L’arrestation des pères Pedro de Zúñiga et Ludovic Frarijn (martyrisés le 19 août 1622) avait mis en fureur l’empereur du Japon, obligé de constater que malgré la persécution les chrétiens étaient encore nombreux. Le gouverneur de Nagasaki, Gonrocou, accusé de négligence, craignait fort d’être disgracié. C’était un païen sans fanatisme, qui aurait volontiers entretenu avec les missionnaires des rapports amicaux s’il avait pu le faire sans dommage. Mais puisque l’empereur voulait du sang et qu’il fallait éviter de se prêter aux critiques de rivaux malveillants, il ne recula pas devant les mesures extrêmes. Pour montrer son énergie et terroriser les chrétiens, il ordonna d’exécuter tous les prêtres et fidèles arrêtés sur le territoire de Nagasaki. Les uns étaient détenus dans les prisons de cette ville, d’autres en liberté sous caution habitaient chez des amis, d’autres enfin subissaient une longue et dure captivité à Ōmoura. Aucune exécution de chrétiens au Japon ne compta plus de victimes, ce qui valut à la seule journée du 10 septembre 1622 le nom de Grand Martyre.

Dès 1618, dans la nuit du 13 décembre, des perquisitions eurent lieu dans plusieurs maisons suspectes, signalées par des traîtres. Chez le Portugais Domingos Jorge, on trouva deux jésuites, le père Carlo Spinola et le frère Ambrosio Fernandes, avec deux serviteurs ; et chez le Coréen Cosmas Takeya Sozaburō, deux dominicains, les pères Angelo Orsucci et Juan de Saint-Dominique, avec un catéchiste japonais, Thomas. Ils furent tous arrêtés et conduits à Gonrocou qui les interrogea brièvement et leur rappela les lois en vigueur ; il aurait bien voulu renvoyer les serviteurs japonais, mais ils affirmèrent avec tant d’insistance qu’ils connaissaient la qualité de religieux de leurs maîtres qu’il ordonna de les conduire à la prison d’Ōmoura avec les missionnaires. Domingos Jorge, Cosmas Takeya Sozaburō et ses voisins, saisis comme complices, furent gardés à Nagasaki.

Le 14 mai 1619, un traître indiqua la cachette du père Alonso De Mena Navarrete à Nagasaki et, le lendemain, un jeune homme mis à la torture révéla celle du père Francisco Moráles Sedeño dans la même ville.

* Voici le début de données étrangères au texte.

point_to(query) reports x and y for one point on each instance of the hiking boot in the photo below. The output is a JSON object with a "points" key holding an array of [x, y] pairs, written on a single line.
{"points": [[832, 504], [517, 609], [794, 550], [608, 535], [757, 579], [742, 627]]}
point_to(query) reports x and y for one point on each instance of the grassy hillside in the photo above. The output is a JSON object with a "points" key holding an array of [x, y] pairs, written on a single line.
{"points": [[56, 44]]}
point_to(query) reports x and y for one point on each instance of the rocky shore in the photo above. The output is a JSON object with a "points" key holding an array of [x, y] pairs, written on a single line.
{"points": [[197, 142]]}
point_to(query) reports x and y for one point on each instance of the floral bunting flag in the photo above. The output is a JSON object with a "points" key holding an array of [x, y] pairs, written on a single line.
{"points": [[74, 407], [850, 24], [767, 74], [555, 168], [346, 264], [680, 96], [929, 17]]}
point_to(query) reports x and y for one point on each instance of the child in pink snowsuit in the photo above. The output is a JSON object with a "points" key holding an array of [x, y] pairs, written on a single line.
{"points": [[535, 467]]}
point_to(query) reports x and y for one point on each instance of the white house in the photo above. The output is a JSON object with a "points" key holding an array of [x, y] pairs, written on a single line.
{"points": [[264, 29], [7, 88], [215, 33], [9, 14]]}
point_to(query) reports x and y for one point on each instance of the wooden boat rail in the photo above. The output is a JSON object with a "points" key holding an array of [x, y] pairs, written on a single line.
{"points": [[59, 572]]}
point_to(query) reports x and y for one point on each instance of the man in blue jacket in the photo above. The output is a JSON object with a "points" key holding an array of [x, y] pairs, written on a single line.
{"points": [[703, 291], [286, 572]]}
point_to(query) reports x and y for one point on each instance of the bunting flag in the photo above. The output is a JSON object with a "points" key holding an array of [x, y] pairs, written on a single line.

Ils furent arrêtés avec les chrétiens qui leur donnaient asile et envoyés à Ōmoura.

La détention à Ōmoura était très pénible. La prison, close de bambous espacés de deux doigts, ressemblait à une cage et, comme elle était placée en haut d’une colline, le vent, la neige, la pluie ou le soleil y entraient de toutes parts. Elle était si petite que, lorsque les prisonniers furent nombreux, ils ne pouvaient trouver la place de s’étendre la nuit. On leur distribuait un peu de riz, d’herbes amères et d’anchois salés, juste assez pour qu’ils ne mourussent pas de faim ; Gonrocou fut pris de pitié pour ces malheureux et leur attribua un peu d’argent qui fut détourné par l’intendant. Mais par bonheur les prêtres ne manquèrent jamais ni d’hosties, ni de vin, ni de cierges, ni des objets nécessaires pour célébrer la messe.

A la fin d’octobre 1620, un renégat révéla la cachette de deux franciscains espagnols, le père Pedro de Ávila et le frère Vicente Ramírez de Saint-Joseph, au village d’Ocozzou (Nagasaki). Avant de se laisser emmener, ils offrirent du vin de Castille aux policiers qui les conduisirent à Ōmoura.

Quatre catéchistes japonais, exilés aux Philippines en 1614 et rentrés en 1617, furent arrêtés vers la fin de cette année 1620 et enfermés eux aussi à Ōmoura. Ils avaient bien cru être condamnés plus tôt, car ils avaient proclamé leur qualité de chrétiens et leur volonté de continuer à prêcher. Avec quelques autres Japonais, ils mirent leur captivité à profit en demandant au père Spinola de les recevoir dans la Compagnie de Jésus ; avec l’autorisation du provincial, ils commencèrent leur noviciat qu’ils achevèrent par le martyre.

Il y eut encore d’autres arrestations, avant le 28 août 1621, où un nouveau décret aggrava la persécution, selon lequel tout hôte de religieux devait être brûlé vif et ses voisins mis à mort, mais qui ne fut pas appliqué à la lettre immédiatement. Certains de ces «voisins» furent «seulement» condamnés à couper du bois dans la forêt.

La terrible captivité à Ōmoura se prolongeait. Le 25 novembre 1621, le père Spinola et quelques autres furent amenés à Nagasaki pour une confrontation avec les pères Frarijn et de Zúñiga. La conclusion de cette affaire provoqua un sursaut de fureur antichrétienne dont furent victimes les prisonniers d’Ōmoura. Huit d’entre eux, pris dans cette ville, y furent gardés et devaient être exécutés le 12 septembre 1622, tandis que ceux qui avaient été pris à Nagasaki furent emmenés le 9, d’abord en bateau, puis à cheval, par quatre cents soldats. On fit halte pendant la nuit et le lendemain, sans passer par la ville, on les conduisit directement à la Sainte colline, lieu où avaient été crucifiés les martyrs du 5 février 1597 (Paul Miki et ses Compagnons, fêtés le 6 février).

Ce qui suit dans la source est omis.